Pero no fue una noche más en aquellos tiempos de terror, desapariciones y muertes. Tres autos ocupados por terroristas de Estado bajo las órdenes de un criminal llamado Aníbal Gordon ace­chaban. Previamente, Gor­don había pedido “área libre” para que aquella acción delic­tiva en ciernes no fuera inte­rrumpida por nadie. Bran­doni, Bianchi, una amiga de esta cuyo nombre nunca supe, Gila y Dolores fueron encañonados, arrancados del interior de un coche en el que el grupo de amigos se encontraban y a empujones los tiraron contra la pared.

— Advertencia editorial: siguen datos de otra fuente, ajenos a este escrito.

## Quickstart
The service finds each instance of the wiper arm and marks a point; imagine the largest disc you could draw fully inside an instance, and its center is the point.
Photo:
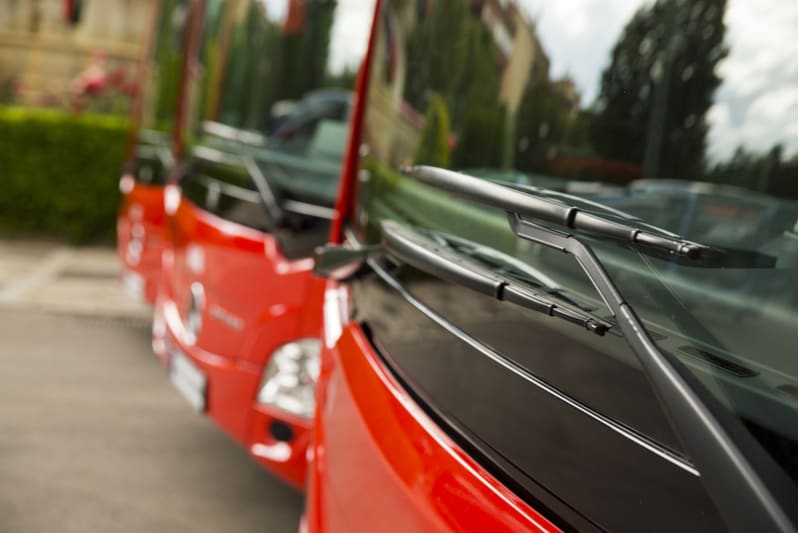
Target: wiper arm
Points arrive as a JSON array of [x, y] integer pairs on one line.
[[750, 490], [571, 217], [425, 254], [266, 193]]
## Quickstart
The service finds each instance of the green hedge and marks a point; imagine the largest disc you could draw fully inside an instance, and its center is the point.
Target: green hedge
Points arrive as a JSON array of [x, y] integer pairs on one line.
[[59, 173]]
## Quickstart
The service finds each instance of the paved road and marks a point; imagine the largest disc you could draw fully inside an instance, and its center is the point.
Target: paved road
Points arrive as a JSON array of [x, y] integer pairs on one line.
[[92, 438]]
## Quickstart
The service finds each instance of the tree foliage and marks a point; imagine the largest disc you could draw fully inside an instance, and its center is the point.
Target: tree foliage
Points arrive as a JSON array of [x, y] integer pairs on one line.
[[770, 173], [450, 55], [655, 93], [433, 148], [543, 123]]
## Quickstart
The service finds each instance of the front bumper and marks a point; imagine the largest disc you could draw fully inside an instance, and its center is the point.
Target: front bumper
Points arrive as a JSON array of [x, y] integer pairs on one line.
[[275, 439]]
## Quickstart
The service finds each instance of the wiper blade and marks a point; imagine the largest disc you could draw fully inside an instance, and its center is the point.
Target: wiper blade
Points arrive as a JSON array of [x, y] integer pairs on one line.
[[415, 249], [510, 267], [535, 207], [750, 490]]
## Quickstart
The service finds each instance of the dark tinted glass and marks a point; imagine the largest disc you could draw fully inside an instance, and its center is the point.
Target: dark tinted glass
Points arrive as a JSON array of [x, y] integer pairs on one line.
[[655, 113], [273, 84]]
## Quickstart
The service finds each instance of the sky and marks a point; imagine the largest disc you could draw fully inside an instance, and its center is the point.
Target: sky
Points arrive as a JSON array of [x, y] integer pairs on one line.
[[756, 105]]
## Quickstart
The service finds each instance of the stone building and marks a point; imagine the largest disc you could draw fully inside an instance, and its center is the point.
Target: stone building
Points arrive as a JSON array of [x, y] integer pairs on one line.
[[48, 60]]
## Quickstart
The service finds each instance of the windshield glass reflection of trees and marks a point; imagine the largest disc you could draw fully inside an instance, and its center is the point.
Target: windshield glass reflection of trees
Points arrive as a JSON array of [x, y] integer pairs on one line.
[[274, 81], [687, 121]]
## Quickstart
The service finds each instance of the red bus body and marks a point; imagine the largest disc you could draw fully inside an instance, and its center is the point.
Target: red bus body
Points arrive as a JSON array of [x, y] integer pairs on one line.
[[372, 443], [140, 237], [255, 301]]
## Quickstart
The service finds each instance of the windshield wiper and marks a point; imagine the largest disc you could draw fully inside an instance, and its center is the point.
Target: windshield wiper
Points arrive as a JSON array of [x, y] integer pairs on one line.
[[507, 266], [750, 490], [571, 217], [413, 248], [266, 192]]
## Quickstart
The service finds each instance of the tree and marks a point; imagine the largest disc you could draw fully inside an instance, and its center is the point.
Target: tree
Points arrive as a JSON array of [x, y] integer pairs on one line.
[[543, 122], [655, 93], [433, 148], [451, 54], [770, 172]]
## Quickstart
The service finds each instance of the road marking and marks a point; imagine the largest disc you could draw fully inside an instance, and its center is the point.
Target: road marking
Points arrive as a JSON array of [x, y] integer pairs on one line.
[[47, 269]]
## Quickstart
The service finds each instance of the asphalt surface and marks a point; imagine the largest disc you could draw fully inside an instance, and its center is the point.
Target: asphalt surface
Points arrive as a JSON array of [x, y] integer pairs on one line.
[[94, 438]]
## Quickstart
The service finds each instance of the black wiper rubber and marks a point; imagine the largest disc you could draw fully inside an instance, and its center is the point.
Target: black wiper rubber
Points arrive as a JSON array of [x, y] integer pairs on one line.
[[425, 254], [269, 199], [531, 206], [750, 490]]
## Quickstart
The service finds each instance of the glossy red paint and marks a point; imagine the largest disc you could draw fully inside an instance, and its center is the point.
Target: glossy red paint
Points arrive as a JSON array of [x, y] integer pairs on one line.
[[140, 237], [379, 463], [256, 300]]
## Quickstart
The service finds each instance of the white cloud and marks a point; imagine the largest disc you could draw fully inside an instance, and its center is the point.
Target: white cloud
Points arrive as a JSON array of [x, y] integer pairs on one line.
[[756, 105]]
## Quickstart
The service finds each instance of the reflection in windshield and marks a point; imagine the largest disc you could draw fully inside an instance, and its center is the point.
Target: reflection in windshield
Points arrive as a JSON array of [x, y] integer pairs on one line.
[[471, 85], [273, 81]]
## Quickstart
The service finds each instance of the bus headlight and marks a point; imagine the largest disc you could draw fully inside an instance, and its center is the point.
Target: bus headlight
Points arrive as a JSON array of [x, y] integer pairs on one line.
[[291, 377]]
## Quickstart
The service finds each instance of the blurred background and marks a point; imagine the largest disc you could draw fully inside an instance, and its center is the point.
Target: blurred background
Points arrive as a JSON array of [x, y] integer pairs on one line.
[[92, 436], [89, 429]]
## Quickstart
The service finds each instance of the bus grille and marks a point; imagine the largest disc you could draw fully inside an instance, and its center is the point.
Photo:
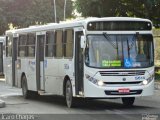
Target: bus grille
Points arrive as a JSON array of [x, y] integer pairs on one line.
[[122, 73], [132, 92], [123, 83]]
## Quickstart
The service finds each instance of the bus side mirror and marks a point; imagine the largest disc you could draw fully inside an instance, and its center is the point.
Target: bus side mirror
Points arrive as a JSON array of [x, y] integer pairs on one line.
[[83, 42]]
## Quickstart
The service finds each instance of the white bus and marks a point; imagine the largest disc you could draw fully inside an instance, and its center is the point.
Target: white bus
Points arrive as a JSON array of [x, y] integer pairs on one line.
[[92, 58], [2, 38]]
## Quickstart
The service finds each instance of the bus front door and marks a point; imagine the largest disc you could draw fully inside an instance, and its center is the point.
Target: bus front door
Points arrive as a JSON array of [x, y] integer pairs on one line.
[[78, 63], [40, 62]]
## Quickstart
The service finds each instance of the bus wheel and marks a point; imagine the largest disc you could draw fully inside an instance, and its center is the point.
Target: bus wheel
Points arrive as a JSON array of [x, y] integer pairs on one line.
[[25, 91], [128, 101], [68, 94]]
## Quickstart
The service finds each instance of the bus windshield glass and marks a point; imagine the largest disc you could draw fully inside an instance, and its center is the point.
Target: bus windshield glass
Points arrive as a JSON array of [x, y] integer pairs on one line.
[[119, 51]]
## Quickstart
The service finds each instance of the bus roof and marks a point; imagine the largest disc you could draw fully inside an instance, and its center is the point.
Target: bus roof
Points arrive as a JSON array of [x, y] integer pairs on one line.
[[74, 23]]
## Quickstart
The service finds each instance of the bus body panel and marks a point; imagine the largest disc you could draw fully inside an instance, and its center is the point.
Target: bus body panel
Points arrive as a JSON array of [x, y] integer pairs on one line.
[[54, 70], [99, 91]]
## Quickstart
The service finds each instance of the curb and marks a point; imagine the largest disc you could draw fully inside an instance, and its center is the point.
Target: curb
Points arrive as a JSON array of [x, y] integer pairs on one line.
[[157, 85], [2, 104]]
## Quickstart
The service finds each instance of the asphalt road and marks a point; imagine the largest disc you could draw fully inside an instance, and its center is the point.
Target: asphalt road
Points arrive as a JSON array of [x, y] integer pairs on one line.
[[54, 108]]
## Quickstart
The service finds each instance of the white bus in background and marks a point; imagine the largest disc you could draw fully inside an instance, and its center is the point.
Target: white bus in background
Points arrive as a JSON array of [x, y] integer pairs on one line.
[[2, 38], [92, 58]]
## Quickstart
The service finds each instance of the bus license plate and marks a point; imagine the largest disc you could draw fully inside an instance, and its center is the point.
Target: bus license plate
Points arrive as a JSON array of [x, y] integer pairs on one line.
[[124, 90]]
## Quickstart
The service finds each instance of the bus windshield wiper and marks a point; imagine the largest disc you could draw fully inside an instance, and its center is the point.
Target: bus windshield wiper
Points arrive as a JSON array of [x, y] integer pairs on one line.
[[114, 44], [134, 37]]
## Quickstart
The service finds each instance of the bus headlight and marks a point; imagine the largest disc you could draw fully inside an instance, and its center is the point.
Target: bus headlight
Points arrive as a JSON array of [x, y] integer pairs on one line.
[[145, 82], [100, 83], [148, 80], [95, 81]]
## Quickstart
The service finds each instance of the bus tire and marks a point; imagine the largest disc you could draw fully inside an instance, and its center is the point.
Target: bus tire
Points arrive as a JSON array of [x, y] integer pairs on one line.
[[25, 91], [69, 95], [128, 101]]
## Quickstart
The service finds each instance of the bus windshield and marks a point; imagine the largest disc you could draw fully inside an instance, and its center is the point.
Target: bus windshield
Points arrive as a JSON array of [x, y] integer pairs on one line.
[[119, 51]]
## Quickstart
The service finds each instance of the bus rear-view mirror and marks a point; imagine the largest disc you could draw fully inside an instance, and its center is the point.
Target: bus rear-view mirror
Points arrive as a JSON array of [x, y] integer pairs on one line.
[[83, 42]]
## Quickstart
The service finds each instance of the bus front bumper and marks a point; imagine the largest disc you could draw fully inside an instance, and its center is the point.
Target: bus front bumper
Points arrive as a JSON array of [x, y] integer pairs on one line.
[[94, 91]]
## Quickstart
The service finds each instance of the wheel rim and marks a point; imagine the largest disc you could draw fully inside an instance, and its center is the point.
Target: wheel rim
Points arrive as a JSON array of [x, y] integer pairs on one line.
[[68, 94]]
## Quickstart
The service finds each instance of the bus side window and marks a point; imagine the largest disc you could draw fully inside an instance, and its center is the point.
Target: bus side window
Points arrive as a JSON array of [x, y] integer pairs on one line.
[[58, 44], [68, 43], [22, 45], [9, 39], [50, 44], [31, 45]]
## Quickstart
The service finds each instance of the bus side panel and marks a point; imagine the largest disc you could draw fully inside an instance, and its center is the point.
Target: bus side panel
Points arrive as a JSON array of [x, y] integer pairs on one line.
[[52, 82], [8, 70], [28, 68], [55, 72]]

Brandoni fue obligado a subir a un Renault 12 que luego se supo conducía Gordon. Bian­chi y su amiga en otros dos automóviles. Por alguna razón inexplicable, a la pareja española la dejaron a pocas cuadras sin que nunca supieran por qué. Luego de un corto viaje –menos de 30 minutos– llegaron hasta un centro de detención clandestino al que se conoce como Automotores Orletti, donde inmediatamente comenza­ron las agresiones, hasta ese momento, verbales. Las dos mujeres eran interrogadas y sometidas a simulacros de fusilamiento. Las horas pasa­ban. Luis Brandoni, desde 1974, estaba amenazado por la banda paragubernamen­tal de ultraderecha Triple A. Otros artistas también lo estaban. Mi amigo Horacio Guaraní, “El Potro”, era uno de ellos. Más aun, en marzo del 74, al que llamábamos “El Templo del vino” –Ugarte entre Naón y Estomba, en el barrio del Coghlan– donde el dueño de casa nos recibía a los amigos y amigas para cantar, recitar y tomar algún vinito que, aunque usted no lo crea, salía desde todas las canillas de aquella casona mítica, fue volado con una bomba que colocó la Triple A, alteró el sueño de los veci­nos del barrio y aterrorizó a esa aún tranquila barriada.